The Fern Lake fire has closed off access to Bear Lake Road, and Old Man Winter has shut down Trail Ridge Road and now suddenly, Rocky Mountain National Park has gotten a lot smaller. Smaller is a relative term of course as there are still humungous areas open for photography, but even still I’ve had to be a little more creative in searching out opportunities.
But as stated in a previous blog entry, it’s been a good experience for sure. I’ve been able to spend time photographing areas that are usually lower on my priority list or overlooked completely. I’ve been concentrating on smaller subjects and details which has been a great exercise and changeup. Here’s to hoping things get back to normal in the park in 2013, until then I’ll just keep enjoying photographing areas and subjects I’ve neglected in the past.
I’ve been on a bit of a photography hiatus the last week or so. The combination of the Fern Lake fire closing most of the east side of Rocky Mountain National Park, and the lack of snow have contributed to my lethargy. If the weather predications hold, Rocky should be seeing some snow this weekend. Hopefully the much needed moisture will tamp down the Fern Creek fire and cloak the peaks in white.
As stated in last weeks post, I’ve been spending a good deal of time photographing the lower areas of Rocky. Prior to the Fern Creek fire blazing through Moraine Park, I had been spending a good deal of time photographing both Moraine Park and the Horseshoe Park area. It’s been a very productive and eye opening exercise for me.
Moraine Park and Horseshoe Park are both spectacular areas of Rocky Mountain National Park. They are each beautiful areas in their own right and deserve the appreciation they command. It can be easy however, to drive right through them on my way to other trailhead and destinations higher up in the park. Photographing Moraine and Horseshoe during the transitional shoulder season, has really opened up some new photographic opportunities that may have been ignored previously.
Many of my favorite locations in Rocky Mountain National Park are the alpine lakes at base of Rocky’s many beautiful granite peaks. Once the cold weather and snow start to settle in, these lakes will freeze over and become covered in snow. These locations are still beautiful cloaked in their winter attire, but photographing them while rewarding, can be challenging due to snow, wind, and cold.
Typically what I like to do when the higher elevations of Rocky begin to freeze over, is to settle down in some of the lower elevations of the park. Places like Moraine Park, and Horseshoe Park are likely to have less snow, and more flowing water even into late November.
Horseshoe and Moraine Park take on a very peaceful quietness to them this time of year. The crowds of people gathering to watch the Elk Rut have dispersed, and the legions of summer hikers turns to a trickle. The Moraine Park campground empties out of tents and RV’s and the overall pace in Rocky slows.

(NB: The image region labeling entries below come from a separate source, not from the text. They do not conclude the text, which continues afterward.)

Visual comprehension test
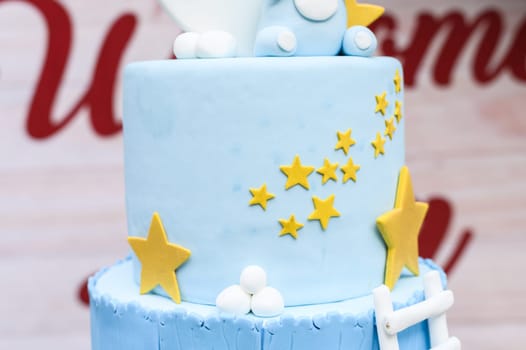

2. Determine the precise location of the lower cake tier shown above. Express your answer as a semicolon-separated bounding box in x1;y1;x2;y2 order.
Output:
89;258;445;350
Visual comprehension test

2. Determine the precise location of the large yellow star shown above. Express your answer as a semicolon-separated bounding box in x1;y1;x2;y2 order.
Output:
316;158;338;184
334;129;356;154
341;158;360;183
128;213;191;304
279;155;314;190
345;0;385;28
279;215;303;239
308;194;340;230
384;117;396;140
376;166;428;289
371;132;385;158
248;184;275;210
374;92;389;115
393;69;402;93
394;101;402;123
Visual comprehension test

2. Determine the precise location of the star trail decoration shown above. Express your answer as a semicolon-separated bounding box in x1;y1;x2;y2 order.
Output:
308;194;340;231
384;117;396;140
248;184;275;210
341;158;360;183
316;158;338;184
279;155;314;190
334;129;356;155
248;68;404;239
371;132;385;158
279;215;303;239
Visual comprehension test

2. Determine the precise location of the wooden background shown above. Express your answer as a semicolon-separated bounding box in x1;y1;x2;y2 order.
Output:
0;0;526;349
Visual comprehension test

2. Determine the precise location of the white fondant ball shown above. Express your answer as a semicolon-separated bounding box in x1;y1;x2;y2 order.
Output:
342;26;378;57
294;0;338;21
174;32;201;58
278;30;296;52
239;265;267;294
251;287;285;317
196;30;236;58
354;31;373;50
216;285;251;315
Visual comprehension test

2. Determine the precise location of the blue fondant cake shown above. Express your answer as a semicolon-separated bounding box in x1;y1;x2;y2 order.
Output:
89;0;458;350
89;259;445;350
124;56;404;305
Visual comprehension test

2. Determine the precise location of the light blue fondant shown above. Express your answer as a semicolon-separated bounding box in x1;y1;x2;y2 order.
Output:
254;0;377;57
254;0;347;56
89;259;445;350
124;56;405;306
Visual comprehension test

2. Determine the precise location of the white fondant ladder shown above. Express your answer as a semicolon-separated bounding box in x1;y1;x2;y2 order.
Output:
373;271;460;350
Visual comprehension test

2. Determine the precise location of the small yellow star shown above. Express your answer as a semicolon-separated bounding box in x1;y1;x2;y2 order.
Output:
316;158;338;184
279;215;303;239
334;129;356;155
308;194;340;230
376;166;428;289
279;155;314;190
384;117;396;140
393;69;402;93
128;213;191;304
345;0;384;28
248;184;275;210
341;158;360;183
394;101;402;123
371;132;385;158
374;92;389;115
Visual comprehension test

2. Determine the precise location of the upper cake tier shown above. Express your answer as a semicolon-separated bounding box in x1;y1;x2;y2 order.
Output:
124;56;404;305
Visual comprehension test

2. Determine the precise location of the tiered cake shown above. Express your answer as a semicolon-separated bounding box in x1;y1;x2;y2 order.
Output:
89;0;456;350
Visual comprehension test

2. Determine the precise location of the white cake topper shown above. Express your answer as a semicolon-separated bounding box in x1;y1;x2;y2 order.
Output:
159;0;263;56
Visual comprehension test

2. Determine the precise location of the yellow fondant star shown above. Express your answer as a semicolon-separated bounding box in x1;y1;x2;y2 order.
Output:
394;101;402;123
334;129;356;154
384;117;396;140
128;213;191;304
345;0;385;28
316;158;338;184
376;166;428;289
371;132;385;158
279;155;314;190
279;215;303;239
341;158;360;183
308;194;340;230
374;92;389;115
248;184;275;210
393;69;402;93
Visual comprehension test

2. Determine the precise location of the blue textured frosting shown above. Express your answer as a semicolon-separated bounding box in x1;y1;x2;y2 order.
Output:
89;260;445;350
124;56;404;305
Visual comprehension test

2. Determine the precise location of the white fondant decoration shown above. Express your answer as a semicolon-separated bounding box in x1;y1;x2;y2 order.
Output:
278;30;296;52
159;0;264;56
174;32;200;58
216;285;251;315
251;287;285;317
424;271;460;349
195;30;236;58
354;31;373;50
239;265;267;294
373;271;460;350
294;0;338;21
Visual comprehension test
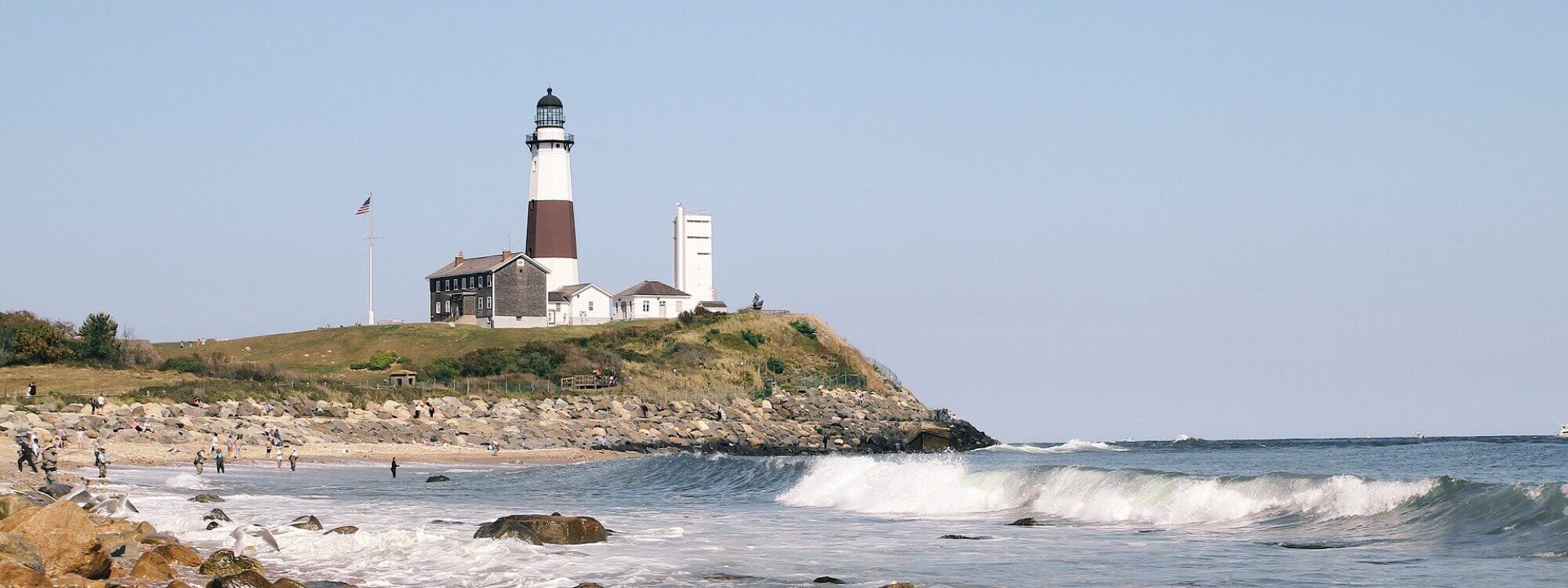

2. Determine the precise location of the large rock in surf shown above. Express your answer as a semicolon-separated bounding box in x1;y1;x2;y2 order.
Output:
0;492;45;519
207;569;278;588
0;561;55;588
130;552;174;580
196;549;262;577
0;500;110;580
0;533;45;574
474;514;608;546
289;514;321;532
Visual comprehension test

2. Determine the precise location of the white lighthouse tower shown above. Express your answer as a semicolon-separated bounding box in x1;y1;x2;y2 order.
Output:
674;202;723;309
524;88;579;292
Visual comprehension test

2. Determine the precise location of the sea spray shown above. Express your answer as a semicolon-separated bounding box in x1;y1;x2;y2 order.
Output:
778;456;1433;525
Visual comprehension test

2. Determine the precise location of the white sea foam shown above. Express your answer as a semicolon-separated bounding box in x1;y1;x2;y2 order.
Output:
778;456;1435;524
977;439;1127;453
163;472;213;489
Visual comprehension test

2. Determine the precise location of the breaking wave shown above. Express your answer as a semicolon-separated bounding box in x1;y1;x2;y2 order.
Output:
776;456;1568;552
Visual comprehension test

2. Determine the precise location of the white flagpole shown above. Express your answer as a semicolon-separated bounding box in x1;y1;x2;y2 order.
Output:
365;191;376;326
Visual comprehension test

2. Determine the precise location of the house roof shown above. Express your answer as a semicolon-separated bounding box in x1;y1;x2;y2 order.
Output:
615;279;691;298
425;252;550;279
555;284;608;296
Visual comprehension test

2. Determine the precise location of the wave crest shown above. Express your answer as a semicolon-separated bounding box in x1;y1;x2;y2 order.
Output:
778;456;1436;525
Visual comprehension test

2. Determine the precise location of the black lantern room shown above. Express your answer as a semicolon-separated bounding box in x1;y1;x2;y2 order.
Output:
533;88;566;127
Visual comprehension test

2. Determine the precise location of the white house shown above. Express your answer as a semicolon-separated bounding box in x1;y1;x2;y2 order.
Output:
615;279;696;320
547;284;615;325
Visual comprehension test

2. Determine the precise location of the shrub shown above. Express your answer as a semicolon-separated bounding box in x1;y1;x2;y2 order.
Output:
740;329;768;347
348;351;403;372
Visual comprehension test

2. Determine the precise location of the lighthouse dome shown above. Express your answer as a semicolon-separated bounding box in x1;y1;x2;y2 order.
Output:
536;88;561;108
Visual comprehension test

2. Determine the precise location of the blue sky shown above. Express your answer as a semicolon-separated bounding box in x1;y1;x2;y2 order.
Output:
0;2;1568;441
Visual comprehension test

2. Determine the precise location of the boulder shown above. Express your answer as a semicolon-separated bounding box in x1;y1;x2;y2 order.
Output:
207;569;276;588
0;500;110;580
0;492;44;519
196;549;262;577
152;544;201;568
38;481;71;500
289;514;321;532
130;552;174;580
474;514;607;546
0;560;55;588
0;533;45;574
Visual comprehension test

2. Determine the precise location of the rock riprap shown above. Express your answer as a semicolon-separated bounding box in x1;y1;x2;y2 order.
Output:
474;514;608;546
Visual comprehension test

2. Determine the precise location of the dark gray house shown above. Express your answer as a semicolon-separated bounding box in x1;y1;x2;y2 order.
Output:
425;251;550;329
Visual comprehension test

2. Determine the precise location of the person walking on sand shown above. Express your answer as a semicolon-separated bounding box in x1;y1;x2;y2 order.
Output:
93;447;108;478
16;439;38;472
44;445;60;485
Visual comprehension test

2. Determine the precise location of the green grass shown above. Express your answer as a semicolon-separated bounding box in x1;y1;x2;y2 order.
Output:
157;312;883;400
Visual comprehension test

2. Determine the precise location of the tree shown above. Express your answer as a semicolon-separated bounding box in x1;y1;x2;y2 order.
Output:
77;312;121;362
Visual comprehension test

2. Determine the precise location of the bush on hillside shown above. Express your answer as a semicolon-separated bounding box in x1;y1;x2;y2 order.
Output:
789;318;817;340
348;351;405;372
740;329;768;347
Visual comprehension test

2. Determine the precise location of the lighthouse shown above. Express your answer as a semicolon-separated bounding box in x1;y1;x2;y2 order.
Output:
524;88;579;292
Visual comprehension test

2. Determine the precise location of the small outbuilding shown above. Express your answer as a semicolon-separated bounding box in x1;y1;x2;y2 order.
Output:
387;370;419;387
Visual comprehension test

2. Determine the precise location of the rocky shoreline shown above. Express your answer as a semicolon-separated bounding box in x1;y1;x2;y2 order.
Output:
0;389;996;455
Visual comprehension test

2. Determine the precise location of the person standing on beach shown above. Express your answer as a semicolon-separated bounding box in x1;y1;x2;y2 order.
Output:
44;445;60;485
93;447;108;478
16;439;38;472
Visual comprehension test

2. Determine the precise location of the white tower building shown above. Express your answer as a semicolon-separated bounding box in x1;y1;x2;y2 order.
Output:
524;88;579;292
674;202;721;307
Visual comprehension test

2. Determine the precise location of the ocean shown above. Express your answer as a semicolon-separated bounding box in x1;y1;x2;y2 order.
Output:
101;436;1568;588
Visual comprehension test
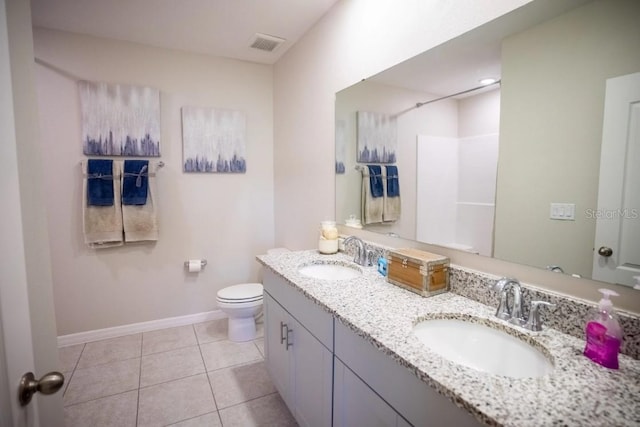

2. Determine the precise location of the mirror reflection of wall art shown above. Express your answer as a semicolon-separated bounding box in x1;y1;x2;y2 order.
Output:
182;107;247;173
78;81;160;157
357;111;398;163
336;120;347;174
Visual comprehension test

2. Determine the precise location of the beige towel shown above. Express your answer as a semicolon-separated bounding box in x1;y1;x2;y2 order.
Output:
361;166;384;224
122;162;158;242
382;166;402;222
82;160;123;249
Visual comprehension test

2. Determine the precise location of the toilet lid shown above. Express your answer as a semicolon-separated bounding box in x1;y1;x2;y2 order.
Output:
218;283;262;301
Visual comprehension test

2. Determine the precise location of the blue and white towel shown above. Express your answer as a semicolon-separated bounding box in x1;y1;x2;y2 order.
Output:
382;165;402;222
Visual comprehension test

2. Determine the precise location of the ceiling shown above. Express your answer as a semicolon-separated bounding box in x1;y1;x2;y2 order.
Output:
31;0;337;64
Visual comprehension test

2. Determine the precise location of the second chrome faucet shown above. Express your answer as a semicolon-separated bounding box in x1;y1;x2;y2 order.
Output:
493;277;555;331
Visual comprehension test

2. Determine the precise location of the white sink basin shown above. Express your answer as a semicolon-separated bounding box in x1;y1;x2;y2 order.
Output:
298;263;362;280
413;319;553;378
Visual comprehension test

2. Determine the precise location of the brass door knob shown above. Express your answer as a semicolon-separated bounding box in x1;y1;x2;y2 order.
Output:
598;246;613;258
18;372;64;406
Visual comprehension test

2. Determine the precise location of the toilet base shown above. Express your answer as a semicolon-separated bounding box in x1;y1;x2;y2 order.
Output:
228;317;256;342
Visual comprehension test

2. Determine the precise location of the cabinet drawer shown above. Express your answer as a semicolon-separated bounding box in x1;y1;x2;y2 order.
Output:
262;268;333;351
335;320;481;427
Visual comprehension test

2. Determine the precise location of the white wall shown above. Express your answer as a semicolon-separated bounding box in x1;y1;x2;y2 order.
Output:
274;0;529;249
33;29;274;335
335;81;458;241
0;0;64;426
495;0;640;277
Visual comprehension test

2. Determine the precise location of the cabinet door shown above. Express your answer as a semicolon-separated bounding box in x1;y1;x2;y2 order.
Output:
289;322;333;427
333;358;408;427
263;292;293;411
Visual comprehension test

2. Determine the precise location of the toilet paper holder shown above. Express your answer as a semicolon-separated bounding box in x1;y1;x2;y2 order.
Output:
184;259;207;268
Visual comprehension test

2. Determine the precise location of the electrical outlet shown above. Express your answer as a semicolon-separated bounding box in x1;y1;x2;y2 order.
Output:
549;203;576;221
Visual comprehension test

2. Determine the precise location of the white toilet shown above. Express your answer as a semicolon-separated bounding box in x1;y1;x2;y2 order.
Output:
216;248;289;342
216;283;262;342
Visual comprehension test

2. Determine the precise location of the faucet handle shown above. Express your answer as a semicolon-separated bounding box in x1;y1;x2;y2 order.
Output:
524;301;556;331
492;277;519;292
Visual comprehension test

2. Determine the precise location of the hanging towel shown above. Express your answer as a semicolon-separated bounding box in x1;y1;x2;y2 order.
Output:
122;164;158;242
122;160;149;206
367;165;384;197
382;165;402;222
86;159;113;206
361;166;384;224
82;161;123;249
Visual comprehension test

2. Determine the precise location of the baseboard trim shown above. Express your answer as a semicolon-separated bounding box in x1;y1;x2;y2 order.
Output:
58;310;227;347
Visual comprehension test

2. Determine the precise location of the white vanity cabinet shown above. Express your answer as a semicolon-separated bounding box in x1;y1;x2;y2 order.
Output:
333;358;411;427
263;270;333;426
263;269;480;427
334;320;481;427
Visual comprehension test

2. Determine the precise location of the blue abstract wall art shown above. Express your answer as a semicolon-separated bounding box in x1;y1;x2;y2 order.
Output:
357;111;398;163
182;107;247;173
78;81;160;157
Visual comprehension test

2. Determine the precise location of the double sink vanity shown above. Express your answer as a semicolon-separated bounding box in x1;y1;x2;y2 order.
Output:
258;246;640;427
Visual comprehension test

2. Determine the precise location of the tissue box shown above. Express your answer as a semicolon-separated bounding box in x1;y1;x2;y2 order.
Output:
387;249;449;297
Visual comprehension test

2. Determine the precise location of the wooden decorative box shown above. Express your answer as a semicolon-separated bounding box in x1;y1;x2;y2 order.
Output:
387;249;449;297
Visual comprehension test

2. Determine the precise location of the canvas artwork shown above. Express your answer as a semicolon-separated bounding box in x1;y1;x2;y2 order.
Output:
336;120;347;174
182;107;247;173
78;81;160;157
357;111;398;163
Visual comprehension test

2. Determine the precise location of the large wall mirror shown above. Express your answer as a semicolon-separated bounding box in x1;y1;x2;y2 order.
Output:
336;0;640;286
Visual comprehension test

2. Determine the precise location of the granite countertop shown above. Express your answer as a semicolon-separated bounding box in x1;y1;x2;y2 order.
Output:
257;250;640;426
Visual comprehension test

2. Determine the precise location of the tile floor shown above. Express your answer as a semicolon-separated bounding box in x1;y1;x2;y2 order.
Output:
59;319;297;427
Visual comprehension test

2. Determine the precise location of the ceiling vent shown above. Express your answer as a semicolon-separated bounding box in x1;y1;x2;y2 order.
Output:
250;33;285;52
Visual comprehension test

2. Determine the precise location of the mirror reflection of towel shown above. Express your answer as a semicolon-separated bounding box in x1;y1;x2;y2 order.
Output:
385;165;400;197
360;166;384;224
367;165;384;197
382;165;402;222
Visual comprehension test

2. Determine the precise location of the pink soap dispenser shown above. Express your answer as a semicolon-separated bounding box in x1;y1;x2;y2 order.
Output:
584;289;622;369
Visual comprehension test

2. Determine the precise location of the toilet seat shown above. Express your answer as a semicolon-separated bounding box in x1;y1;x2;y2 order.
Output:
216;283;263;304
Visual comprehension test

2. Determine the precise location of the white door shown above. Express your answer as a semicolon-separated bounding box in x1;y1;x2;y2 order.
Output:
0;0;62;427
593;73;640;286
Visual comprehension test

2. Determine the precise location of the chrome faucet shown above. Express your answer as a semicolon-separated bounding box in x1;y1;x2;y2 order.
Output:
493;277;525;326
344;236;371;267
493;277;555;331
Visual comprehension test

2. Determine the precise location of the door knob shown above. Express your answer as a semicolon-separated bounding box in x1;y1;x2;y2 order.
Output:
18;371;64;406
598;246;613;258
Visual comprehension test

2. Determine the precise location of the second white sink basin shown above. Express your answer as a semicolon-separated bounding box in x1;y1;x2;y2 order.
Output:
413;319;553;378
298;263;362;280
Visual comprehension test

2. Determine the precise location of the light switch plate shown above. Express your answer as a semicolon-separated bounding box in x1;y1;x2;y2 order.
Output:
549;203;576;221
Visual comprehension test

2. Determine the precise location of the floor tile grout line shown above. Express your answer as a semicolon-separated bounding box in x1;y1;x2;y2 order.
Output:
64;388;138;409
218;390;278;412
136;333;144;427
58;343;87;400
193;327;222;414
73;356;141;372
193;325;222;426
65;322;288;426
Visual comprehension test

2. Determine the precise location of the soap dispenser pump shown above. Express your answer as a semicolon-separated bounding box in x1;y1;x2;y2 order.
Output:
584;289;622;369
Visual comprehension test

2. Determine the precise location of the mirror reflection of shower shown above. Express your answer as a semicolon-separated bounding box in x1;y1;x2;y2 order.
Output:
416;83;500;256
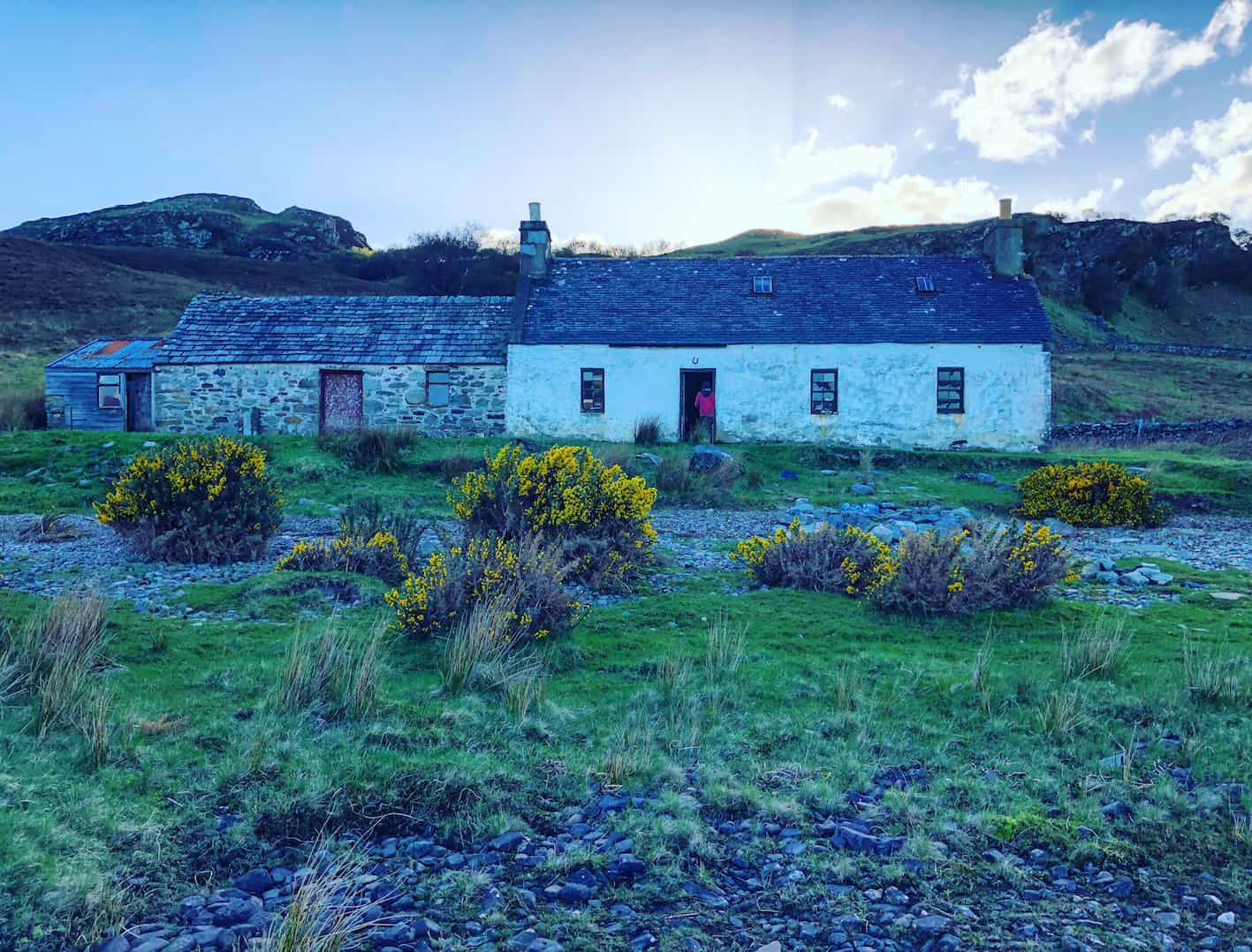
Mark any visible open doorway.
[679,370,717,439]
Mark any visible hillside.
[0,193,369,261]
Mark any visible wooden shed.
[44,337,165,432]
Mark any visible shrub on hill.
[1017,460,1169,526]
[732,523,1069,615]
[385,535,580,646]
[450,445,656,588]
[95,436,283,562]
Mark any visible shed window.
[95,374,121,411]
[426,370,450,406]
[580,366,604,412]
[808,369,838,412]
[935,366,966,412]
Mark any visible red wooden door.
[322,370,364,433]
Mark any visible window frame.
[95,373,126,411]
[935,366,966,415]
[579,366,604,414]
[808,366,838,417]
[426,366,452,406]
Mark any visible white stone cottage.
[43,202,1051,450]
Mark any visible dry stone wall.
[156,364,505,436]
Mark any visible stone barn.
[156,295,513,436]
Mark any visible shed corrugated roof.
[520,255,1051,345]
[48,337,165,370]
[160,294,513,364]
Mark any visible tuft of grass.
[262,850,373,952]
[634,415,661,447]
[439,592,543,700]
[1182,636,1252,706]
[1060,616,1131,681]
[1036,688,1084,739]
[0,594,106,741]
[277,618,385,717]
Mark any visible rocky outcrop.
[6,194,369,261]
[785,214,1238,300]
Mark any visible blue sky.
[0,0,1252,246]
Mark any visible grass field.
[0,430,1252,516]
[0,433,1252,949]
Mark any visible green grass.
[1051,352,1252,423]
[0,430,1252,517]
[0,573,1252,937]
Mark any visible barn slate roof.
[46,337,165,370]
[513,255,1051,346]
[159,294,513,364]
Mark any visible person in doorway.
[694,381,717,442]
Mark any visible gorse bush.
[450,447,656,588]
[1017,460,1169,526]
[274,529,408,586]
[732,520,895,595]
[385,535,580,646]
[95,436,283,562]
[732,522,1069,615]
[318,427,418,472]
[874,523,1069,615]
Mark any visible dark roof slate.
[159,294,513,364]
[514,255,1051,346]
[48,337,165,370]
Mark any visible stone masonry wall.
[156,364,505,436]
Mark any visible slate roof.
[514,255,1051,345]
[48,337,165,370]
[160,294,513,364]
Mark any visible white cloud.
[1030,186,1106,217]
[1143,99,1252,220]
[805,175,997,231]
[937,0,1252,162]
[769,129,895,201]
[1143,149,1252,222]
[1148,129,1187,169]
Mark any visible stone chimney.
[983,199,1021,277]
[517,201,552,277]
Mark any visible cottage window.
[580,366,604,412]
[808,367,838,412]
[935,366,966,412]
[95,374,121,411]
[426,370,450,406]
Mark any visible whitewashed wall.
[505,344,1051,450]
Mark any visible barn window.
[808,369,838,412]
[426,370,450,406]
[580,366,604,412]
[935,366,966,412]
[95,374,121,411]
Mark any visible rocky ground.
[83,765,1252,952]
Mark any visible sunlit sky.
[0,0,1252,247]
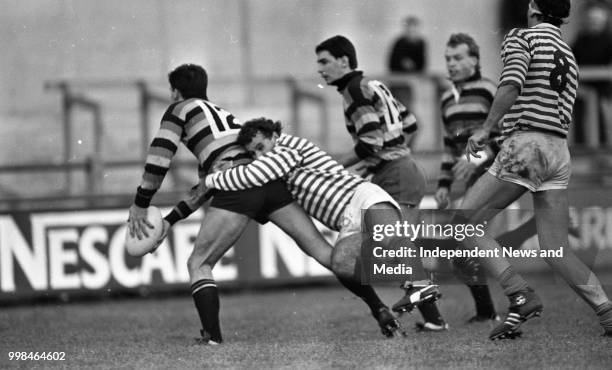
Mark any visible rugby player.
[128,64,406,344]
[459,0,612,339]
[205,118,447,328]
[315,35,446,330]
[128,64,395,344]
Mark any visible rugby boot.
[489,288,543,340]
[372,306,406,338]
[393,281,442,314]
[195,329,221,346]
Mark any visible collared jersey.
[205,134,364,231]
[137,98,246,207]
[438,72,499,187]
[500,23,578,137]
[334,71,417,168]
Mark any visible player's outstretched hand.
[465,129,490,161]
[149,218,172,254]
[128,204,154,239]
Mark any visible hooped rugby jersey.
[135,98,246,207]
[500,23,578,137]
[205,134,364,230]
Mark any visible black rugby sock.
[191,279,223,343]
[468,285,496,317]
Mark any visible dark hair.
[236,117,283,146]
[533,0,571,27]
[168,64,208,100]
[402,15,421,26]
[446,33,480,59]
[315,35,357,69]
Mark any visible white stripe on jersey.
[205,134,364,230]
[500,23,578,136]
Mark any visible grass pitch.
[0,277,612,369]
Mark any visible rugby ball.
[125,206,164,257]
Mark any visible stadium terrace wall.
[0,189,612,303]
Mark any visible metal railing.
[0,68,612,208]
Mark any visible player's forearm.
[482,84,519,132]
[204,150,301,191]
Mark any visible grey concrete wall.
[0,0,512,114]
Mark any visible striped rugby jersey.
[438,72,499,188]
[135,98,246,207]
[205,134,364,231]
[333,71,417,169]
[500,23,578,137]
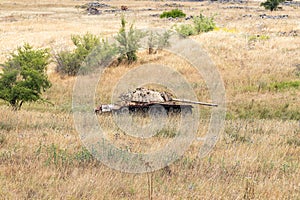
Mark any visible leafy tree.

The grasses in the two parks move from golden to a more subdued brown, and the willows along the rivers drop their leaves only to have the red hued skeletons remaining. The Big Thompson and Fall River slow to a trickle. Bends in the rivers will freeze over, but water continues to flow downstream. Elk herds will gather in both locations, but with exception of an occasional bugle, the rut will have ended and the Bulls will again begin to congregate together.
Most would find this time of year to have the least appeal for photographers. After all, who wants to spend time photographing leafless trees, brown grasses and mange looking elk. My advice, take the time to explore these areas and enjoy the calm. Settle in and watch the sunrises explode with color as wave clouds setup over the Front Range. Enjoy the quietness of these areas when they are nearly free from visitors. Doing so will you allow you to truly appreciate these beautiful places.